欧州連合(EU)が定める自動車の新環境規制「Euro 7」では、排気ガスに加えてブレーキ粉塵も規制の対象となる。走行中にブレーキから発生する粒子状物質(PM10)が規制値として設定されており、ガソリン車(ICE)は2026年から7mg/km以下、2035年からは3mg/km以下が求められる。電気自動車(EV)は2026年から3mg/km以下が適用される。

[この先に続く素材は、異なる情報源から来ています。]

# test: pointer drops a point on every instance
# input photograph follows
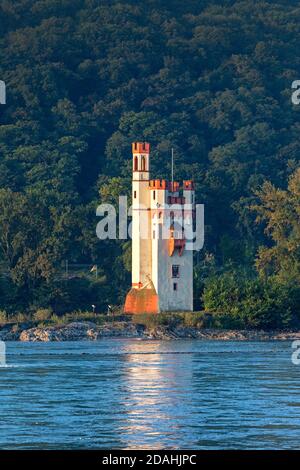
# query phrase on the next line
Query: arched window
(171, 220)
(143, 164)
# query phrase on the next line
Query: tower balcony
(176, 243)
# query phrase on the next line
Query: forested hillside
(210, 78)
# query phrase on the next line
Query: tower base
(143, 300)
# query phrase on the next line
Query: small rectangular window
(175, 271)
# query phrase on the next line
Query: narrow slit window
(175, 271)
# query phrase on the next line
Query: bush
(253, 303)
(196, 319)
(3, 316)
(42, 314)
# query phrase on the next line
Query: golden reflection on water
(156, 382)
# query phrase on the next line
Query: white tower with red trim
(162, 266)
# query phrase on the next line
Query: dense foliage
(211, 79)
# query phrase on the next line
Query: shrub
(42, 314)
(250, 303)
(3, 316)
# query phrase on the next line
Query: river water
(133, 394)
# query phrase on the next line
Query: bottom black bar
(136, 459)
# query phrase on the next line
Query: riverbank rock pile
(81, 331)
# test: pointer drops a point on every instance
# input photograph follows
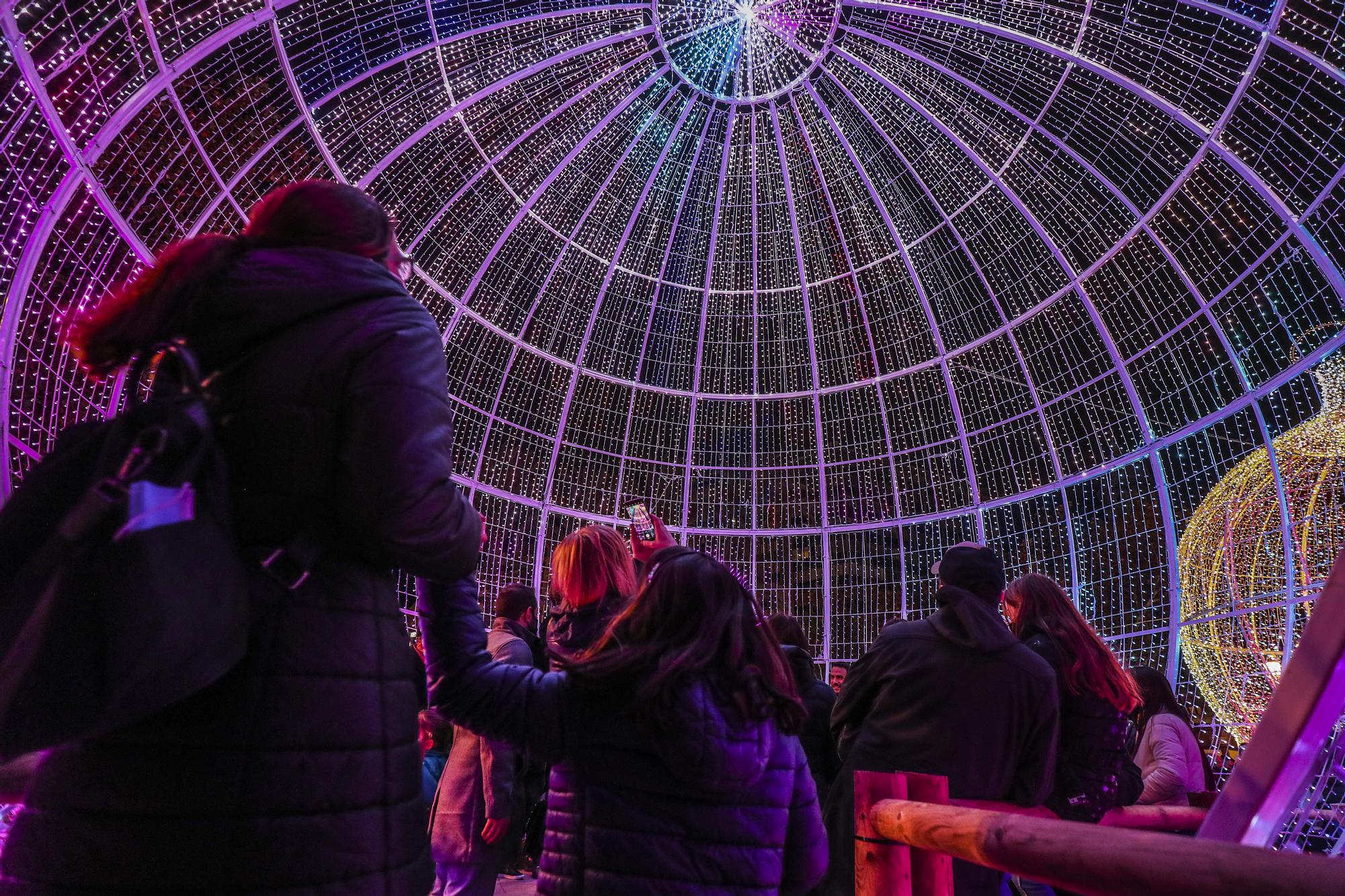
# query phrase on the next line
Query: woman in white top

アドヴィックスが主力とするノンアスベスト(NAO)材は環境負荷が低い素材だが、欧州で広く使われているロースチール材と比べると制動力に課題があった。同社はこの課題を解決するため、規制値のクリアと高い制動力の両立を目指して開発を進めてきた。

■製品の特長

サステナパッドは、石綿(アスベスト)や銅を含まないNAO材をベースに、耐熱性に優れた有機材・無機材・セラミックなどの配合比率を高めることで、環境規制値を満たしながら高い制動力を実現した。

開発にはAIを活用した配合パターンのシミュレーションも取り入れ、多くの試験評価を経て製品化に至った。

アドヴィックスは今後も、電動化や環境規制への対応に向けて、顧客視点での迅速なソリューション提供を続けるとしている。